An Ice Tradition

This weekend a Butte ice tradition continues with the annual school speed skating races. The activity has been an event in Butte for decades. The tradition of ice skating goes back to the time of the frozen water at Lake Avoca, a man-made waterway created over 100 years ago. The lake was located where the present Country Club golf course sits. It was a site good for ice skating and ice hockey in the early days.

The activity of ice skating changed venues with the development of the Holland Rink and Clark Park. The Holland Rink was situated just below the current Safeway store on Front Street. It was here that the first real speed skating took place around an enclosed arena.

The development of speed skating and the annual school races took off with gusto from the starting line at Clark Park. The stadium was built in 1921. It was used for baseball in the summer and football in the fall. That left the place vacant in the winter until they came up with the idea of flooding the field and creating an ice skating rink.

By the 1930s, school races were held at the Clark Park. It was a great venue for skaters with a fast rink. It was also outstanding for spectators who could sit in the grandstands and watch the youngsters speed around the oval.

Every school in town had competitors participate in the school races. There were rinks all over town so everyone had a chance to practice. Yet, schools closest to the Clark Park rink had an advance getting ready for the races on the biggest and best rink in town.

Therefore schools like Emerson and St. John’s Catholic Schools were always the teams to beat at the annual event.

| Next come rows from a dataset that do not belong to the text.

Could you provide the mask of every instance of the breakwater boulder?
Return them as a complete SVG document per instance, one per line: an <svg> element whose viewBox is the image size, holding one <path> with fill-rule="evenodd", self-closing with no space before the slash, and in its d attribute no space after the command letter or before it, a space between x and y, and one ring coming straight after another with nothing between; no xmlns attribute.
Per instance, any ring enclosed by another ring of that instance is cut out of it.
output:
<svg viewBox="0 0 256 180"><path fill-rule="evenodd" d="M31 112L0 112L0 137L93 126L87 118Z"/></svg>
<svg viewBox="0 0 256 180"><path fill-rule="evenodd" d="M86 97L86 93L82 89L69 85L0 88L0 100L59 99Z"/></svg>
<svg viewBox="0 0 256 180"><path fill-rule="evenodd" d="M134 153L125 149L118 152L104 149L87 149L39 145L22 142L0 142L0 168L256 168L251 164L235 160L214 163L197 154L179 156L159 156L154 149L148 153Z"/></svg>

The school ice races were as big as the annual track meet held in the spring. The event would produce banner headlines in the local papers.

The event was hurt when the Clark Park grandstands were destroyed by fire in May 1957. Gone were the grandstands that made the annual ice skating races so special.

The races continued at the Clark Park rink after the fire, but the big crowds that once came to the arena were now gone.

A new rink was built new Kaw Avenue in the early 1960s by Hanna Griffith. It was created to help Olympians, Sylvia White and Judy Morstein, train for the 1964 Olympic Games in Austria.

In the 1970s, a rink was built at Stodden Park. It served as the venue for the annual speed skating races for a number of years. That changed in 1987 when the United States High Altitude Sports Center was finished. The new center allowed youngsters a chance to compete on a world-class rink that was the same venue as the best skaters in the world competed and trained on.

This weekend youngsters will carry on the Butte tradition of school races on the rink. The numbers might not be high compared to past days, but the will and

desire will still be there.

Speed skating races in Butte has a rich history and is one of the things that makes the community so special.